For brick-and-mortar retailers, that's typically the Saturday before Christmas. And Cyber Monday? Last year, it was only the ninth-busiest online shopping day. Buyers spent the most on Monday, Dec. 12 -- $556 million, according to ComScore Networks Inc.

So, if you weren't among the 35 percent of online shoppers who, according to the National Retail Federation, started shopping before Halloween this year -- breathe.

"We think Cyber Monday is an amusing myth," said Cliff Conneighton, senior vice president of marketing for software company Art Technology Group Inc., which powers the Web sites of retailers such as J.Crew, Neiman Marcus and Best Buy.

Amazon says its heaviest holiday shopping is in mid-December, near one of the last days to take advantage of free shipping. "We intentionally chose [Thanksgiving] so that customers could have their experience online before heading to the malls on Black Friday," said Craig Berman, a company spokesman.

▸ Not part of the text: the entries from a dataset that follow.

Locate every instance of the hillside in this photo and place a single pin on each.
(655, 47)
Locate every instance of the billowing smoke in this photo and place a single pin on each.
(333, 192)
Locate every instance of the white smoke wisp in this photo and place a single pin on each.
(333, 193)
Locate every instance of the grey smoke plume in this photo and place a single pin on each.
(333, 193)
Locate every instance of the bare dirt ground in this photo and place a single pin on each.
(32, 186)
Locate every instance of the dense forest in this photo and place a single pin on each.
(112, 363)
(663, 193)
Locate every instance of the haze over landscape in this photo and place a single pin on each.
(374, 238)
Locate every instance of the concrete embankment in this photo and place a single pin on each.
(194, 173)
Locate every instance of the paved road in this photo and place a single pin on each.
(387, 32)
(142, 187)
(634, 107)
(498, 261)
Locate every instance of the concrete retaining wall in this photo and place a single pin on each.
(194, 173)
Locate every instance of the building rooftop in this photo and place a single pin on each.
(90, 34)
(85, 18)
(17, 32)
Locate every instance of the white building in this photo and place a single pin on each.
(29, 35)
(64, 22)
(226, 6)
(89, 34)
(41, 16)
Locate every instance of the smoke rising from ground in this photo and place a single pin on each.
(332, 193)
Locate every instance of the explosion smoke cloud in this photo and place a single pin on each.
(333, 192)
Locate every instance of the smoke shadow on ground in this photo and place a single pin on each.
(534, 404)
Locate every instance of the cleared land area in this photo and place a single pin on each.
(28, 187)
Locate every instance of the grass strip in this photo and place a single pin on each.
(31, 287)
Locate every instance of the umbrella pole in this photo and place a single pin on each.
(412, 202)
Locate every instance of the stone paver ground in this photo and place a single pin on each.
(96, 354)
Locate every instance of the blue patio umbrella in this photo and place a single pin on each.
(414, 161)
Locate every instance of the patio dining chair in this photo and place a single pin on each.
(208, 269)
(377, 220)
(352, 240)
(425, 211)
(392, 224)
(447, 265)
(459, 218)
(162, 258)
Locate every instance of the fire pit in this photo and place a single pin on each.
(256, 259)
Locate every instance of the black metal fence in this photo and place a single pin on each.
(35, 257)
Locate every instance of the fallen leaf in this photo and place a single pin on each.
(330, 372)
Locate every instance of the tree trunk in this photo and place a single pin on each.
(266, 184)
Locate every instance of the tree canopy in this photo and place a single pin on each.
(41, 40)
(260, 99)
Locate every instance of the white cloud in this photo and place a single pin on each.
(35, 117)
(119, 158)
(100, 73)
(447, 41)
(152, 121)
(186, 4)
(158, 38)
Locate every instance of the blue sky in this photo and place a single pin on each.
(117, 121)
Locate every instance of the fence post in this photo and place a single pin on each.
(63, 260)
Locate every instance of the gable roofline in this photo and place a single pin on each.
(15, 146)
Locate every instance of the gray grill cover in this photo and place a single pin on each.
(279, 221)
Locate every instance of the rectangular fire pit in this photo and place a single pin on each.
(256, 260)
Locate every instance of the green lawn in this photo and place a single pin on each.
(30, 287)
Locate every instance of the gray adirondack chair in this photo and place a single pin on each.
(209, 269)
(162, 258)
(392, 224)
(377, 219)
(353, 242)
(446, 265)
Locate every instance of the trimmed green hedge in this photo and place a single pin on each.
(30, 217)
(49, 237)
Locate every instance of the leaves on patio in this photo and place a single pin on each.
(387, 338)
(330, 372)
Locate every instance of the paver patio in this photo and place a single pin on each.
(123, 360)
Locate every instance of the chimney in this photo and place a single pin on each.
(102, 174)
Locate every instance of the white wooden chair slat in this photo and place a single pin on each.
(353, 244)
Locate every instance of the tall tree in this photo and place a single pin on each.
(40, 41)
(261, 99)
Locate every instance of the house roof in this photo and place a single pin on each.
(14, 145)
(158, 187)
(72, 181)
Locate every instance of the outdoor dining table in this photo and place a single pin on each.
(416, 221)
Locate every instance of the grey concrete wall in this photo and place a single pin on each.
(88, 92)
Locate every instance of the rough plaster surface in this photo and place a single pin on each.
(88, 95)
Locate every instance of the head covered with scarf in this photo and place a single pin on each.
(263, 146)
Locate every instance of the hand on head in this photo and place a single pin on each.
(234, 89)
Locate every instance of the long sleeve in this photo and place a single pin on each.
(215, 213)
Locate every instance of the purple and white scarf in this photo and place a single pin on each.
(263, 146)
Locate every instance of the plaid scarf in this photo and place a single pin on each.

Of course, it's to retailers' advantage to rack up sales early.

"If the heaviest shopping day is earlier in the year, [retailers] don't have to scramble as much" for the remainder of the season, said Patti Freeman Evans, senior retail analyst for Jupiter Research.

The most coveted buzz of all, of course, is word of mouth.

So this year retailers are busy monitoring chat sites and user reviews to see what kind of buzz people are generating over promotions or products, Evans said.

In the future, such buzz may come from independent sites creating communities of people sharing feedback on their purchases. ThisNext.com, Kaboodle.com and Wists.com all allow subscribers to search for products -- and comment on them.

ThisNext has more than 10,000 members who have signed up to volunteer reviews of everything from Seven for All Mankind skinny jeans to leather Rocket 7 cycling shoes.

One poster waxed ecstatic about biking gear: "They were a bit spendy, but man are they comfy."